U.S. Rep. Ron Kind has one of the most purple congressional districts in the country, according to a new analysis from the Cook Political Report comparing how districts voted in the last two presidential races.

Kind’s district was one of eight in the country that broke “even” under the publication’s partisan voting index, a measure of how strongly a district leans Dem or Republican compared to the rest of the nation. The seven other districts that got that designation were one in Washington, two in Oregon, one in Florida and three in California.

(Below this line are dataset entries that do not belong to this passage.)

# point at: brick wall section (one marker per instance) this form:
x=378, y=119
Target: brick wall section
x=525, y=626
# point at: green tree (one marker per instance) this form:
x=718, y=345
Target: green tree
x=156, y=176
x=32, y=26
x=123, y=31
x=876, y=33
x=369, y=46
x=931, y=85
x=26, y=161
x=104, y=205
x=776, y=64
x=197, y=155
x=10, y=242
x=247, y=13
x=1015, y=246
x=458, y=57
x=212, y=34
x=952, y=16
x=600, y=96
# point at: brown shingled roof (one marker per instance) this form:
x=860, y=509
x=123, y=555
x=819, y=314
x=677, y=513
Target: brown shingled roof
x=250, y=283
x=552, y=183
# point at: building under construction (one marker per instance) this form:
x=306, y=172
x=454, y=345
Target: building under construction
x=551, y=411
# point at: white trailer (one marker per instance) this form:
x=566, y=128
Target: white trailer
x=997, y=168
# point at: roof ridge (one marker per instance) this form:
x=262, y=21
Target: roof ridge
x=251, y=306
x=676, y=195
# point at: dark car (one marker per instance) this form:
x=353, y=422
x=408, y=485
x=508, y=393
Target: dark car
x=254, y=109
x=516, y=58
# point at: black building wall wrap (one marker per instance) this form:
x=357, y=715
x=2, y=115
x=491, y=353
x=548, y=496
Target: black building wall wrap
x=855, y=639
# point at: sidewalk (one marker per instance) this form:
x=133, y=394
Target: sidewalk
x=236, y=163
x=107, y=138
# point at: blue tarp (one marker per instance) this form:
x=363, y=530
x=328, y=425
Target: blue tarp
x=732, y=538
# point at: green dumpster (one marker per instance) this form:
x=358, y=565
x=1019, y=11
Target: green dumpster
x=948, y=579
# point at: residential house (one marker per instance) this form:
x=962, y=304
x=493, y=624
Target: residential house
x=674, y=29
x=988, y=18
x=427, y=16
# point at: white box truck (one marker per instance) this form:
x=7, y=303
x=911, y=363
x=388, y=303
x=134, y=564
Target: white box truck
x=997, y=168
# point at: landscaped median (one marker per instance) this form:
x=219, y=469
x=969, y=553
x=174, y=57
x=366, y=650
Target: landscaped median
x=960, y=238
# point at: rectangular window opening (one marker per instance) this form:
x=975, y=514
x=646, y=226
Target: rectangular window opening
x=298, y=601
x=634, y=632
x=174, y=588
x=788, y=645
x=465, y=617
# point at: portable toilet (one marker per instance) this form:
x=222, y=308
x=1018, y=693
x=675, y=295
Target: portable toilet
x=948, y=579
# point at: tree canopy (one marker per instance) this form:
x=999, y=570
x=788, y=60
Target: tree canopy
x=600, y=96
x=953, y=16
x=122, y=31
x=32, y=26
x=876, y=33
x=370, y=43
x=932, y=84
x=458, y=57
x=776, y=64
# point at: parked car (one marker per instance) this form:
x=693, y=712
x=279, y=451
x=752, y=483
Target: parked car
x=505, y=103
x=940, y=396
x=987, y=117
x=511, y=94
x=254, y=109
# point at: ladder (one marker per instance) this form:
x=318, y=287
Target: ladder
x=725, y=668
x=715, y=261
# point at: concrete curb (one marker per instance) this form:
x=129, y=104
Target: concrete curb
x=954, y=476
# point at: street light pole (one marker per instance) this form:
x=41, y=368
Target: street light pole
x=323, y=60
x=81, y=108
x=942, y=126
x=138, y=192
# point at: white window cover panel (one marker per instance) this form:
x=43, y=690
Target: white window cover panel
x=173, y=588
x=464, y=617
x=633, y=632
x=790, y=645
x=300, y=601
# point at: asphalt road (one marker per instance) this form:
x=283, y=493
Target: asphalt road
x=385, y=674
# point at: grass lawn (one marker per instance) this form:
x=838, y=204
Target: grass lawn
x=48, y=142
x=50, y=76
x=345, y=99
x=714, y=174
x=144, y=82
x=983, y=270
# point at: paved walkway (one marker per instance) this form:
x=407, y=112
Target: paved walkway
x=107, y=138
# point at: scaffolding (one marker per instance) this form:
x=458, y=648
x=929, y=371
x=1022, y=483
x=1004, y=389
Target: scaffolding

Kind’s 3rd Congressional District, which covers the southwestern and western parts of the state, supported President Trump over candidate Hillary Clinton by a five-point margin in the 2016 general. But the district in 2012 went for former President Obama over candidate Mitt Romney by 11 points.

The state’s two other Dem districts backed Clinton by similar margins than their 2012 support of Obama.

In the southern part of the state, U.S. Rep. Mark Pocan’s 2nd Congressional District supported Clinton over Trump by a 36-point margin, and Obama over Romney by a 38-point margin. That district’s PVI is plus-18 for Dems, meaning that in the 2012 and 2016 presidential elections, the district went 18 points more Democratic than the national average.

And U.S. Rep. Gwen Moore’s 4th Congressional District covering Milwaukee and some of its suburbs delivered both Clinton and Obama a 52-point victory each over their opponents. That district’s PVI is plus-25 for Dems.

Meanwhile, three other Wisconsin congressional districts that went for Romney in 2012 increased their support for Trump in 2016. Those districts are represented by U.S. Reps. Glenn Grothman, Sean Duffy and Mike Gallagher, and they put up double-digit point increases for Trump over Clinton compared with Romney over Obama.

Grothman’s 6th Congressional District, covering part of eastern Wisconsin, delivered Trump a 17-point victory last fall compared to only a seven-point victory for Romney in 2012. Duffy’s 7th Congressional District, in northern Wisconsin, supported Trump over Clinton by 20 points, compared to Romney over Obama by only three points. And Gallagher’s 8th Congressional District, in northeastern Wisconsin, gave Trump a 17-point win in the 2016 general compared to a four-point win for Romney in the last presidential race.

Grothman’s and Duffy’s districts both have a PVI of plus-8 for Republicans, while Gallagher’s has a plus-7 in the same direction.

U.S. Rep. Jim Sensenbrenner’s 5th Congressional District was the only one in Wisconsin that showed a decreased support for the Republican presidential nominee in 2016. That district, covering Washington and Jefferson counties and parts of others, gave Trump a 20-point margin of victory in the fall general, and Romney a 24-point margin of victory in 2012. Its PVI is plus-13 for Republicans.

Showing the smallest margin of increased GOP presidential support was House Speaker Paul Ryan’s 1st Congressional District, located in southeastern Wisconsin. The district, which has a plus-5 PVI for Republicans, supported Trump over Clinton by 10 points, and Romney over Obama by four points.